ABSTRACT 187(4-10)
ヒトN-methylpurine DNA glycosylaseの基質特異性:朝枝あゆみ1、井出博2、田野恵三3、續輝久1、高森康彦4、久保喜平4(1九大・医・放基、2広大・理・遺伝子、3京大・原子炉、4大阪府立大・農・獣医・放)
Substrate specificity of human N-methylpurine DNA glycosylase: Ayumi ASAEDA1, Hiroshi IDE2, Keizo TANO3, Teruhisa TSUZUKI1, Yasuhiko TAKAMORI4, Kihei KOBO4 (1Dept. Med. Biophys. & Radiat. Biol., Fac. Med., Kyushu Univ., 2Dept. Gene Sci., Fac. Sci., Hiroshima Univ., 3Res. React. Inst., Kyoto Univ., 4Dept. Vet. Radiol., Fac. Agric., Osaka Pref. Univ.)
DNA中の損傷塩基のほとんどが、それぞれに特異的なDNA glycosylaseにより除去され、脱塩基部位(AP site)を経て塩基除去修復される。
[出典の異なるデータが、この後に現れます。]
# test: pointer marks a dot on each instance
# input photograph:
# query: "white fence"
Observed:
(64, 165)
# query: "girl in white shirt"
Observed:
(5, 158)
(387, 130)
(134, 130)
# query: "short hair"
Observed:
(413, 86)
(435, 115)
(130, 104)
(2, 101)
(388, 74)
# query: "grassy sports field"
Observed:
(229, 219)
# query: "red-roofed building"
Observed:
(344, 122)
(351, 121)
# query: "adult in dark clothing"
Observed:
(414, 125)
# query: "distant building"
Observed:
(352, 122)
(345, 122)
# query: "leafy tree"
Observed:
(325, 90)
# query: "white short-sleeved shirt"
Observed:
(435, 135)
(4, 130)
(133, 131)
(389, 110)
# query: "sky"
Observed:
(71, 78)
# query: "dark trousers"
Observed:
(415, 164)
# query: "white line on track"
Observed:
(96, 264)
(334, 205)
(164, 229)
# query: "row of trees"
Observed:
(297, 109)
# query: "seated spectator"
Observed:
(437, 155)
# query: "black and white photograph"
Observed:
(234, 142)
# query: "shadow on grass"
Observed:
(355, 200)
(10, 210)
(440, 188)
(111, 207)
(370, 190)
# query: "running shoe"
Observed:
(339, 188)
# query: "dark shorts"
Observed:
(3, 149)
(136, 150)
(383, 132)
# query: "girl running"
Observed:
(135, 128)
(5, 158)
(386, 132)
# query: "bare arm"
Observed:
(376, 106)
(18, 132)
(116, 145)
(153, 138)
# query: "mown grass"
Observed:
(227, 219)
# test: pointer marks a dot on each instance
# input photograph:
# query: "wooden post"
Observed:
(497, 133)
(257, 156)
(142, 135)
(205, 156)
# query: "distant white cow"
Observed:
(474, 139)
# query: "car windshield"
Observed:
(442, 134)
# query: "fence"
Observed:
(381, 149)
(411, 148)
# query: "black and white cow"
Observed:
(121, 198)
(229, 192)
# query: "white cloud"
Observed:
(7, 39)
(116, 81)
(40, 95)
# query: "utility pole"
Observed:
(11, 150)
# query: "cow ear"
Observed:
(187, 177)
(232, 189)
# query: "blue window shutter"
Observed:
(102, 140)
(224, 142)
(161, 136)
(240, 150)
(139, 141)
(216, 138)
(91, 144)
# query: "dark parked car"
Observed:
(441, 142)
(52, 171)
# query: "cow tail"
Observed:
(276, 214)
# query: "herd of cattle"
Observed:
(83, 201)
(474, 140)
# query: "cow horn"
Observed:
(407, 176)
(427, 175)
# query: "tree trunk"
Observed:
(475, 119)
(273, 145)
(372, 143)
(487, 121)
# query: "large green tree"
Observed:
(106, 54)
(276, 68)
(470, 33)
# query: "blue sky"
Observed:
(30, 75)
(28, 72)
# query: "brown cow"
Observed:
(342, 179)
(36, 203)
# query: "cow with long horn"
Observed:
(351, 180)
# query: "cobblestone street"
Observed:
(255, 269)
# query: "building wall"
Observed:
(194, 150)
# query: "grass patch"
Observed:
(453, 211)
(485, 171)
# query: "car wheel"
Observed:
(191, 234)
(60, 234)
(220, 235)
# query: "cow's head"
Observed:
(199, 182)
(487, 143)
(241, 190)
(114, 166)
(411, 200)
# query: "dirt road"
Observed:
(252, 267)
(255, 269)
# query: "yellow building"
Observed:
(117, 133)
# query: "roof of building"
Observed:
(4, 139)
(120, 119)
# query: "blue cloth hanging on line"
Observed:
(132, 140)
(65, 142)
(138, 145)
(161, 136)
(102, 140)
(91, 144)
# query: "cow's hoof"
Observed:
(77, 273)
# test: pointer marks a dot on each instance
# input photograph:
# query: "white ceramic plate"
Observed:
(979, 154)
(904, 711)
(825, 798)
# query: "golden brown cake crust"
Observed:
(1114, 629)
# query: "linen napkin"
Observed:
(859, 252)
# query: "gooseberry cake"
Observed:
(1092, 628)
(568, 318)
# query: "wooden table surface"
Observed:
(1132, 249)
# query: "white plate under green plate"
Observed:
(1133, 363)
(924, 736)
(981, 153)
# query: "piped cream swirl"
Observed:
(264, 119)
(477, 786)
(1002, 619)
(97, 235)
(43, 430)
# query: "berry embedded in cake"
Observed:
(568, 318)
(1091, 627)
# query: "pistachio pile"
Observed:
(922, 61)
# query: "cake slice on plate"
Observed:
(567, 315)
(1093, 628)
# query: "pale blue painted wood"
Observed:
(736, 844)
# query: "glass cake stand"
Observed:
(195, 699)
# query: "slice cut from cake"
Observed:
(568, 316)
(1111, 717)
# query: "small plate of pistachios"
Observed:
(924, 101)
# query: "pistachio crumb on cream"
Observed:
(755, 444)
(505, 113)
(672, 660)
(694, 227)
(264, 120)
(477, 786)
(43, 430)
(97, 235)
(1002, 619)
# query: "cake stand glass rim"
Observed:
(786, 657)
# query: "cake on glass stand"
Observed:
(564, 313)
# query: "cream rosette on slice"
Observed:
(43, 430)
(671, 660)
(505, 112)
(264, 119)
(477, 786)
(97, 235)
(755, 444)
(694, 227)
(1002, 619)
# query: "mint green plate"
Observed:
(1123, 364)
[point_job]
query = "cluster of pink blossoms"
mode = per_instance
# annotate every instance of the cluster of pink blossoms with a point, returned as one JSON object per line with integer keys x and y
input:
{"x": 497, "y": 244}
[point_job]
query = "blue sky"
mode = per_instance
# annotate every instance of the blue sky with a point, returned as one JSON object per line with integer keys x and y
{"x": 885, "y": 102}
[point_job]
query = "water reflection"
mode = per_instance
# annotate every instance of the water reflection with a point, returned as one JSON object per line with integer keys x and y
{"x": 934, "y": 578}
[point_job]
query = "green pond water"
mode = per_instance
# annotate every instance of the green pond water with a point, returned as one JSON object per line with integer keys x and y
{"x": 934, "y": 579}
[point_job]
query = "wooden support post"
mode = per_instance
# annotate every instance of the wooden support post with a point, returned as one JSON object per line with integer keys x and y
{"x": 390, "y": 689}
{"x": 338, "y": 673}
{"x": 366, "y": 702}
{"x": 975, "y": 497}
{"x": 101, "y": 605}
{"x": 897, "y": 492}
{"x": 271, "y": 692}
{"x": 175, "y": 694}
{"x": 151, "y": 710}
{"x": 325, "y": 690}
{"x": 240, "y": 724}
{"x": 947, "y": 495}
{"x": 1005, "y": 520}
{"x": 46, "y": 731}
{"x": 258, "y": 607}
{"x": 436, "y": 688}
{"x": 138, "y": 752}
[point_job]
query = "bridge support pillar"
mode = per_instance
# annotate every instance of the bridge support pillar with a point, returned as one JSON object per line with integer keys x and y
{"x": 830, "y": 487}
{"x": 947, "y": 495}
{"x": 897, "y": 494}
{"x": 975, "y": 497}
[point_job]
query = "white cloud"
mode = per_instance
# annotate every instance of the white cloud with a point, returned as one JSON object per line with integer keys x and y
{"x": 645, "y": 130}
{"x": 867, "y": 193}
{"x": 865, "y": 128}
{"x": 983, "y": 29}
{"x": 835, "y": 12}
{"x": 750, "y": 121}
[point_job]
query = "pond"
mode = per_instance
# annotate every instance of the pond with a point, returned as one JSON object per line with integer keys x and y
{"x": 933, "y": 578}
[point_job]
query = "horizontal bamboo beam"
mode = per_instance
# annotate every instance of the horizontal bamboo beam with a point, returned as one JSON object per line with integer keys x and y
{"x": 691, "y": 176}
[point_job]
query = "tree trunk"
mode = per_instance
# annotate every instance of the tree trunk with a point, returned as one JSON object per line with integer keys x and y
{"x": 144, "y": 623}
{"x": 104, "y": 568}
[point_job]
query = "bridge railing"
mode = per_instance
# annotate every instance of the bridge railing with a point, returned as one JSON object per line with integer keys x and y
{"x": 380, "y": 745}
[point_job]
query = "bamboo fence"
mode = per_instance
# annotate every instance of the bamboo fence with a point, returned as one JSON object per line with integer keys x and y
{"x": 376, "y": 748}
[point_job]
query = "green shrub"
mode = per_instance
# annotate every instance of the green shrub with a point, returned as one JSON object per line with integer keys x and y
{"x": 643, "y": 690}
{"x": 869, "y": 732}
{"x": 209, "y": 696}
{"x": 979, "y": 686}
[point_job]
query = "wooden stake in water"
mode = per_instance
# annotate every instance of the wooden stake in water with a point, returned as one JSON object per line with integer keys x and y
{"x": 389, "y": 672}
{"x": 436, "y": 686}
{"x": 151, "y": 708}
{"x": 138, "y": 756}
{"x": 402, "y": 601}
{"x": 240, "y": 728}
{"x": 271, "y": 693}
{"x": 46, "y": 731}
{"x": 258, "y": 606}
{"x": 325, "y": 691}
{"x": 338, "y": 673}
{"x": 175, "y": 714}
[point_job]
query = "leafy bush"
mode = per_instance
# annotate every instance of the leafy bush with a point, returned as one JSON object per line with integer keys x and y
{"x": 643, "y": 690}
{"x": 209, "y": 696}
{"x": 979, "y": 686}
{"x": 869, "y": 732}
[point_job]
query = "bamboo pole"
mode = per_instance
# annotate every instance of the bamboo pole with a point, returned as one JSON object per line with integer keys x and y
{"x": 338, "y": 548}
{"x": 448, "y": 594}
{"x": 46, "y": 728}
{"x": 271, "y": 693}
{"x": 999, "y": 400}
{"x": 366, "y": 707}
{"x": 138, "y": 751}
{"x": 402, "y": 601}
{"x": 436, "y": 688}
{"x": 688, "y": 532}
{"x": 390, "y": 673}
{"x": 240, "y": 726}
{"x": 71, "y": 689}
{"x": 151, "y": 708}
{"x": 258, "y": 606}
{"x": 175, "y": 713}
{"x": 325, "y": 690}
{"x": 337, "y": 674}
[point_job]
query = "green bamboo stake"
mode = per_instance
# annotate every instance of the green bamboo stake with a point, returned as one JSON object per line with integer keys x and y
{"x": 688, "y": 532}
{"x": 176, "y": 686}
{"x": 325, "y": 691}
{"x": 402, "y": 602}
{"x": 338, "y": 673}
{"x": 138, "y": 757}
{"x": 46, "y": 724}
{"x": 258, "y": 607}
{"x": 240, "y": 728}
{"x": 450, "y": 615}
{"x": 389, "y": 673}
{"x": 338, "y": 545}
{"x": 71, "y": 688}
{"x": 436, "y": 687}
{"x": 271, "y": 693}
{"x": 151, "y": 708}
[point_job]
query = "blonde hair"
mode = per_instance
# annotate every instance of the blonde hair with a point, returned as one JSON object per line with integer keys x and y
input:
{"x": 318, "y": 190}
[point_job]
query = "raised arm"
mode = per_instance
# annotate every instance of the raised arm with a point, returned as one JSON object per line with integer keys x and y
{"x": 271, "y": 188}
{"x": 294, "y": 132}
ヒトN-methylpurine DNA glycosylase (hMPG)は、メチルプリン(3-メチルアデニン: 3-mA、7-メチルグアニン: 7-mG)、ヒポキサンチン(Hx)、エテノアデニン(εA)さらに8-オキソグアニン(8-oxoG)などの広範な基質を認識することが報告されているが、全ての基質に対する活性を同時に比較した研究はない。我々は、hMPGの生体内での役割を明らかにするために、AP siteのアルデヒド基に特異的な化学プロ−ブ (Akdehyde Reactibve Probe: ARP) およびオリゴヌクレオチドを利用してhMPG活性を測定し、その基質特異性を比較検討した。ARPによる定量の結果では、hMPGはメチルプリンに対してHxやεAに比べて高い活性を示した。また、初めて合成した7-mGを含むオリゴヌクレオチドを用いた実験により、hMPGによる7-mGの除去効率がHxやεAに比べて低いことが明らかとなった。8-oxoGに対するhMPG活性は用いた条件下では検出されなかった。以上の結果より、hMPGは3-mG、εA、Hx、7-mGの順に高い活性を示し、損傷の細胞毒(致死)性・突然変異原性・発生頻度等に大きく影響される可能性が示唆された。